Every year, thousands of people attend further education colleges to train as bricklayers. But Stephen Fitzpatrick took a different approach: after working as a bricklayer, he attended college to become an artist.
Now his unique work has won him an award and opened the door to a career in the creative industries.
The 27-year-old used data gathered from 35 million Twitter posts to create artworks depicting emotions ranging from anger to anticipation. He completed the work for his final-year project on an art and design BA at Forth Valley College.
Mr Fitzpatrick, from Denny near Falkirk, returned to FE after leaving school at 16 for a career in the construction industry. Having never felt settled in his job, he decided to go to college to take an Access to the Creative Industries course.
He then moved on to Forth Valley’s BA programme and graduated with flying colours earlier this month – thanks in part to the success of his final project.
The college has named Mr Fitzpatrick “most promising student in a creative industry”. His work has also attracted the interest of major broadcasters, who are considering using his techniques to illustrate how large groups feel about issues.

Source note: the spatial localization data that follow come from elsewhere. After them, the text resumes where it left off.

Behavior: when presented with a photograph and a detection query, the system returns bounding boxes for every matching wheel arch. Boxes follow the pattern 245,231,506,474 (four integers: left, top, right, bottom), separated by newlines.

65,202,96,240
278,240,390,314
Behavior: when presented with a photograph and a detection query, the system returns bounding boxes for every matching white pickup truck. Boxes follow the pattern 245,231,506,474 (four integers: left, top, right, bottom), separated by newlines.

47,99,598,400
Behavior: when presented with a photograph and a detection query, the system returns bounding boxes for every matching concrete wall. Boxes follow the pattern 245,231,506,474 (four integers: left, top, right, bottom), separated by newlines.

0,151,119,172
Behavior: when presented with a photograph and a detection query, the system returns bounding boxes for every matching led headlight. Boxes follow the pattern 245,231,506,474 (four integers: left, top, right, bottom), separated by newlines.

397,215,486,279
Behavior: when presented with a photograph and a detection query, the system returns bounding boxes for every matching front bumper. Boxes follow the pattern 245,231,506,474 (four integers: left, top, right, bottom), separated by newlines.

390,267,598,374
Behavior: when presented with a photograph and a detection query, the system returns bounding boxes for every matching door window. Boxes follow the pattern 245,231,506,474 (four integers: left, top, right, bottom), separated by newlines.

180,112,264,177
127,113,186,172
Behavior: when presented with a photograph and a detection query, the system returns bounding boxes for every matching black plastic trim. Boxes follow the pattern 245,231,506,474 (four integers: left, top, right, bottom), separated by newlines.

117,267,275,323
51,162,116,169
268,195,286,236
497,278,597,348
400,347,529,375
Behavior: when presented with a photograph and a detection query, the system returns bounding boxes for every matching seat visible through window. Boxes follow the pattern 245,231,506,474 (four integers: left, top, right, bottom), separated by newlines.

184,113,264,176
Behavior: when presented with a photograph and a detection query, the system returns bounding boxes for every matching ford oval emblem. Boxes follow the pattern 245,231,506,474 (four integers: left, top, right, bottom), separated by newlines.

Mr Fitzpatrick’s success comes as FE colleges in Scotland are providing an increasing amount of higher education. According to figures published by the Scottish Funding Council, there were 31,827 enrolments on full-time HE courses at colleges in 2013-14, compared with 25,938 in 2008-09.
Mr Fitzpatrick told TESS: “I really loved computing and art in school, and if you bring those two together you get graphic design. I decided to go back to college, and as time went on I really fell in love with it.
“My time at Forth Valley College was some of the best years of my life. While I was there, we moved into new facilities, so everything was state of the art.
“The people at Forth Valley were very supportive, and really tried to get the best out of you.”
Joining the dots
Mr Fitzpatrick worked with emotional data analysis company Elumini to create the artwork. The Stirling-based firm uses complex algorithms to categorise tweets according to their emotional content.
Choosing eight main emotions, Mr Fitzpatrick turned the complex graphs derived from the data into art made up of dots representing events, people or specific words, with lines connecting them. These were then superimposed on to coloured backgrounds intended to evoke different emotions.
Mr Fitzpatrick explained that his designs, based on tweets collected around the time of the general election earlier this year, showed that the art form could be “very topical and tap into the emotions of millions of people around one issue”.
“In particular, tweets about Labour were scoring very highly in every emotion because they took a bit of a hammering,” he said. “This evoked lots of negative emotions such as anger and disgust, but also prompted positive ones such as trust.”
The data analysis tools Mr Fitzpatrick used allowed him to connect the patterns and networks that were being created with what people were saying and how they were feeling.
Colin McGeoch, curriculum manager in creative industries at Forth Valley, told TESS that Mr Fitzpatrick was “an exceptionally capable artist who has a promising future ahead of him”.
Mr Fitzpatrick had made “significant progress” since starting at the college, Mr McGeoch said, adding: “He is a dedicated student who took steps to change his life through education. Stephen was a modest student who took criticism on board and used it to continuously improve his practice.”